Momentus plans to demonstrate Vigor, its first water plasma thruster, by sending it into orbit in February 2019 on a 16-unit cubesat launched from a Russian Soyuz rocket. In 2020, Momentus plans a flight demonstration of the Ardor thruster it is developing for its Ardoride propulsion system to power 500 to 1,000-kilogram spacecraft. For now, Momentus’s Ardor technology is undergoing laboratory testing, Kokorich said by email.
“We are developing the first in-space rockets powered by water plasma engines,” Kokorich said. “We use solar energy to heat water with microwaves up to the sun’s surface temperature and eject the superheated gas through the nozzle to create thrust. One of the main problems we solved is how to make sure that plasma will not vaporize the chamber walls and nozzle.”
Momentus is participating in Y Combinator, a startup accelerator based in Mountain View, California. After Y Combinator’s demonstration day in August, the culmination of the three-month program, Momentus will announce plans to attract investment, including its fundraising goal, Kokorich said.
Kokorich, who founded a home products retail chain in Russia before moving to the United States, is also a co-founder of Astro Digital, an Earth imaging and analysis firm based in Mountain View, and an investor in Helios Wire, a satellite-enabled internet of Things startup in Vancouver.

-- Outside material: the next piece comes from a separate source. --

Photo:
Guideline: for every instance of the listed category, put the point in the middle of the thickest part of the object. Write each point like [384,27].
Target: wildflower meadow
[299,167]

Momentus is not alone in seeing the promise of water as a propulsion source. Deep Space Industries sells Comet, a water-based small satellite propulsion system. Tethers Unlimited offers Hydros, a water electrolysis thruster. And the Aerospace Corp. built water-fueled thrusters for the NASA Ames Research Center’s Optical Communications and Sensor Demonstration mission launched in November 2017.